Restoring Opera House to Rebuild Business
Hugh Turner remembers “November and December, the busier times of the year.” Drivers looped around Main Street in downtown Newberry, S.C., looking for parking spaces. All five municipal lots filled.
That was in the mid-’60s, right after he opened Turner Jewelry. Downtown Newberry, in the Central Piedmont area of South Carolina, boomed.
It was in those boom times that a movement developed to knock down Newberry’s Opera House, a Victorian structure of yellow-brown stone. The French Gothic clock tower of the Opera House dominated the city skyline, and until it closed in the ’30s, the facility drew to Newberry performers such as Tallulah Bankhead and Tex Ritter.
The proposal was vetoed by a city manager. Instead, he moved Newberry’s municipal offices into the Opera House, which became, in effect, City Hall.
Fast forward 30 years, to 1994. First Belks, then B.C. Moore’s, the last of Newberry’s downtown department stores, close. Twenty-two storefronts on Main Street sit empty. The Opera House stands unused and deteriorating, the city administration having long since moved to a new building.
After the closing of the department stores, “traffic fell off dramatically,” says Turner.
That left the jeweler and a few other merchants forlornly waiting it out on Main Street. Fellow businesspeople advised him to relocate out to “the By-pass,” that nexus of malls, strip centers, and discount stores on the outskirts of town.
“I considered it.” But Turner, who owns his building, rejected the idea. Paying mall rent was “not cost-effective.” He had already “bit the bullet” in 1990 and remodeled, putting in new cases and a new exterior.

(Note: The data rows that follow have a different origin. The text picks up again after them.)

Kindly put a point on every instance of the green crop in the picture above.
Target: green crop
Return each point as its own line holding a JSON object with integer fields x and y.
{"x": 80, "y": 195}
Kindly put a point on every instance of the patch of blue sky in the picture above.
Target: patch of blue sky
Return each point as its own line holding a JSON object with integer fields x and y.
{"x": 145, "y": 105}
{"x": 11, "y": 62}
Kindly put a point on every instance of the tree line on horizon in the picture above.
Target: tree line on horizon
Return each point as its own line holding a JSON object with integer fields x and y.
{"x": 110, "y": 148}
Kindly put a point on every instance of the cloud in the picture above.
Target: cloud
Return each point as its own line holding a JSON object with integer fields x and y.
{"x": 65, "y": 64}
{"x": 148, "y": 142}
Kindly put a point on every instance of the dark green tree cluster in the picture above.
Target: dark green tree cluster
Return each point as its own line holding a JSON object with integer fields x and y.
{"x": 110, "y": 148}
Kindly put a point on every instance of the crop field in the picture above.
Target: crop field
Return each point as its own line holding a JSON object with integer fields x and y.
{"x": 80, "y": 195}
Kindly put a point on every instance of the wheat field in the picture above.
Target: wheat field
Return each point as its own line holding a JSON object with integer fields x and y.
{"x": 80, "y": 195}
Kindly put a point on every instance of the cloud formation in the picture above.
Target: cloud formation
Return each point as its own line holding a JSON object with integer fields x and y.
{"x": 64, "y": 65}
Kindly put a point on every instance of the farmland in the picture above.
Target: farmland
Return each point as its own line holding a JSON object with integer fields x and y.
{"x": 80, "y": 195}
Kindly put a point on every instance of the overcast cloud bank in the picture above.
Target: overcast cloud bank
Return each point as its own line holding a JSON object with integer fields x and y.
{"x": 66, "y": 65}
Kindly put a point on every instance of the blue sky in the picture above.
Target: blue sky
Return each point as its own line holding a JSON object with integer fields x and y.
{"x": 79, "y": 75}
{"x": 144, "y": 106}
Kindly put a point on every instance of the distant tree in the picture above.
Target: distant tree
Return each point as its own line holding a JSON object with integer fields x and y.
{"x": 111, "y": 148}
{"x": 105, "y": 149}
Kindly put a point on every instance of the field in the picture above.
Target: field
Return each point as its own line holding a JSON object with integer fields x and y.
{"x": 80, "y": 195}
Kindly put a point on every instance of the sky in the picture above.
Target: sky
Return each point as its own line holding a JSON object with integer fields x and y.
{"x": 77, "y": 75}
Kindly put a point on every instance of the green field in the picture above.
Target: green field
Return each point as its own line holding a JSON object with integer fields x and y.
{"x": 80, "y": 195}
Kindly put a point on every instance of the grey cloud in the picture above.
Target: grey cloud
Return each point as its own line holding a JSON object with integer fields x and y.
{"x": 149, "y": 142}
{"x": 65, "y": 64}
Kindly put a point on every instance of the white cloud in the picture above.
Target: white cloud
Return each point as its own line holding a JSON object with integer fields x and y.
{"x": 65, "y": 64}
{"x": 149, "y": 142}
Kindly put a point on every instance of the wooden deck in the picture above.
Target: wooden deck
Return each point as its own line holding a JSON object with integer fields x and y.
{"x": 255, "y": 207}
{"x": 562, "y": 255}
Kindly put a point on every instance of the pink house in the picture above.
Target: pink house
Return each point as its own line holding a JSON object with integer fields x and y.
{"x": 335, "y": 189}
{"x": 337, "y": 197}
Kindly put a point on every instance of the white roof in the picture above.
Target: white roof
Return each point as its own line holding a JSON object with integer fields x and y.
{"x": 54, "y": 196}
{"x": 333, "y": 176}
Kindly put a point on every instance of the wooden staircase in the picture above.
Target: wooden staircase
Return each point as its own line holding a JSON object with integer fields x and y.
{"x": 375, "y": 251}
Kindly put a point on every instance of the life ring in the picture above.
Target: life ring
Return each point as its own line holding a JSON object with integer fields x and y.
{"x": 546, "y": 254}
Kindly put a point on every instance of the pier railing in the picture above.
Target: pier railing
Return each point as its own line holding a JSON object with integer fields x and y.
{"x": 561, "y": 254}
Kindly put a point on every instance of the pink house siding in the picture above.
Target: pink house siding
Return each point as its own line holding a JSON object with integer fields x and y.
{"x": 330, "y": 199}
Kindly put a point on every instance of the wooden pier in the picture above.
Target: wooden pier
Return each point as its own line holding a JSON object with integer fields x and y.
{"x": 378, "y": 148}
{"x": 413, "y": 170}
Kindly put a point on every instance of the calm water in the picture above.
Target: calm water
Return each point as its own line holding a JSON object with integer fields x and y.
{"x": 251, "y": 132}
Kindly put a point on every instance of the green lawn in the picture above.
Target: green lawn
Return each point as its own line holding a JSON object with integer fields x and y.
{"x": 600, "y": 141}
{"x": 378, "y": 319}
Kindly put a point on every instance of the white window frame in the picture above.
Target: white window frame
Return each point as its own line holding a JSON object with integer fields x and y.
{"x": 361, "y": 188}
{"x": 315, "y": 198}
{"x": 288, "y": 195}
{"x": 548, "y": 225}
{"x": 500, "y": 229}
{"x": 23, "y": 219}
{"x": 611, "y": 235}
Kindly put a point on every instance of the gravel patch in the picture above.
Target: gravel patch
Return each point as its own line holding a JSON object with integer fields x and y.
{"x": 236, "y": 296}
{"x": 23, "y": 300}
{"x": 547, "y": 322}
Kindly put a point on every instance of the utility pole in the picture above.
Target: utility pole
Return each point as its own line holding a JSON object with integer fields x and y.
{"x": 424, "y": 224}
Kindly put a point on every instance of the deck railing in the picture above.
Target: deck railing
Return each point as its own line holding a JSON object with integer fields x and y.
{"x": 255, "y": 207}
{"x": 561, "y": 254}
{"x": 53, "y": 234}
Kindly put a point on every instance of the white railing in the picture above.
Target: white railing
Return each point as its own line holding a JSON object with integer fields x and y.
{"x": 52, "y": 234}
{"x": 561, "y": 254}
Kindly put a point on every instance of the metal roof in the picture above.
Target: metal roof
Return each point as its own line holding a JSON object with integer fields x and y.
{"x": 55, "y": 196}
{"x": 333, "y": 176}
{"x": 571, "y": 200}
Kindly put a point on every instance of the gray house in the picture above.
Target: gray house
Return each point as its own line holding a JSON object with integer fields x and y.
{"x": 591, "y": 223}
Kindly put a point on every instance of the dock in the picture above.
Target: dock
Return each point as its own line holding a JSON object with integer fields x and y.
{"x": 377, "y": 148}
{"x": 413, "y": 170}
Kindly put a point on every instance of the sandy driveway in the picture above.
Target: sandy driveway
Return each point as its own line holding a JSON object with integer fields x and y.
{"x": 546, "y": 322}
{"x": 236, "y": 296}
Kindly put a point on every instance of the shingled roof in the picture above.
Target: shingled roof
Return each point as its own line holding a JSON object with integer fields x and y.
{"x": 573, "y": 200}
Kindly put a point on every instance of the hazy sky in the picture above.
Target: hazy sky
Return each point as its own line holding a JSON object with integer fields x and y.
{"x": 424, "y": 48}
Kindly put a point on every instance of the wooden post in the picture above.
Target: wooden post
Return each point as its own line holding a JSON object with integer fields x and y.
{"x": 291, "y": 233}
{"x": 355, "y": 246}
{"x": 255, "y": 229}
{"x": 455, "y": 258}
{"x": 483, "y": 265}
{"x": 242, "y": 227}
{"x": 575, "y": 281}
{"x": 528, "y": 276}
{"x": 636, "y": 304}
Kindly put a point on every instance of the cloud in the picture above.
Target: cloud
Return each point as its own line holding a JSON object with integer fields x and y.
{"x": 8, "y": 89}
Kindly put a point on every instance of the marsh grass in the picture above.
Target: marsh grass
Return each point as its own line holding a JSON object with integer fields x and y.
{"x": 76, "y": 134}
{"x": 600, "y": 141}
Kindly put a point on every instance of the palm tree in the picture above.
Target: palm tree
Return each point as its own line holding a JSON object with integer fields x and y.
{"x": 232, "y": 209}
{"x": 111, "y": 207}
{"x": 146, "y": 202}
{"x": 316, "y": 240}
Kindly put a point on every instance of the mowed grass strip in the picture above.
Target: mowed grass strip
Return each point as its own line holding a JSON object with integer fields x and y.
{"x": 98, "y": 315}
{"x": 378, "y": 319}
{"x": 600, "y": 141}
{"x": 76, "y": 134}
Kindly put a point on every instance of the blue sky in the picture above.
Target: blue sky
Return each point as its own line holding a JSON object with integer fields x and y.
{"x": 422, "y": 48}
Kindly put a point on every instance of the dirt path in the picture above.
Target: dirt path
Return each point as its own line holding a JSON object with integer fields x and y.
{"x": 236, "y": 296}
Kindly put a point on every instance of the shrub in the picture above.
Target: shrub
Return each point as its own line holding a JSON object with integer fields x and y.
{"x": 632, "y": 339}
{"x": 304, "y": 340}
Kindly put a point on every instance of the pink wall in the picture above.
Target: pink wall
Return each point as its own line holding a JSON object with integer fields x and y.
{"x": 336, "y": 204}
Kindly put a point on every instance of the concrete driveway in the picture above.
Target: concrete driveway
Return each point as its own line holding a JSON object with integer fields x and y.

Not long after, Turner and “six or seven” other merchants formed a board for the Newberry Downtown Development Association. Around the same time, another group organized the Newberry Opera House Foundation, dedicated to turning downtown Newberry into a regional arts and entertainment center, the Opera House serving as catalyst and focal point.
The development association board started by launching a Fall Festival. But the festival was discontinued after two years. “Too commercial,” says Turner. “I thought we might be putting the cart before the horse,” he explains. “Trying to get people to come to downtown Newberry before we had restoration.”
Instead, the board – Turner served as president one year – concentrated on improving infrastructure and recruiting new businesses. Grant writing and fund-raising got under way. For example, the theater’s 450 new seats were “sold” for $1,000 each, with purchasers awarded a plaque to be placed on the backs. “We purchased one,” Turner notes. Eventually, state and private sources came up with $3 million to transform the Opera House from a moldering ghost to a fully functional performance space.
In June, the Opera House reopened with a performance by television actress Dixie Carter and her husband, the TV and movie actor Hal Holbrook.
“I heard Barbra Streisand called [to say] she has an interest in doing a performance.”
Last month, the downtown development association relaunched the Fall Festival, with country star Crystal Gayle singing. Turner Jewelry held a trunk sale during her 3:00 matinee, donating a portion of the proceeds to the Opera House Foundation.
Today, nine of 17 vacant buildings downtown are in the process of being restored. Three more have been purchased. In the last year, five antique shops, two art supply stores, two gift stores, and a newspaper/gourmet coffee operation have opened.
So far, the revitalization of Newberry
hasn’t translated into huge sales increases at Turner Jewelry. “When performances are taking place, I’m closed.”
But the new stores draw traffic downtown, and “my business has picked up a little bit,” says Turner. “You’ve still got some apathy, but nothing, nothing, nothing like it was four or five years ago.”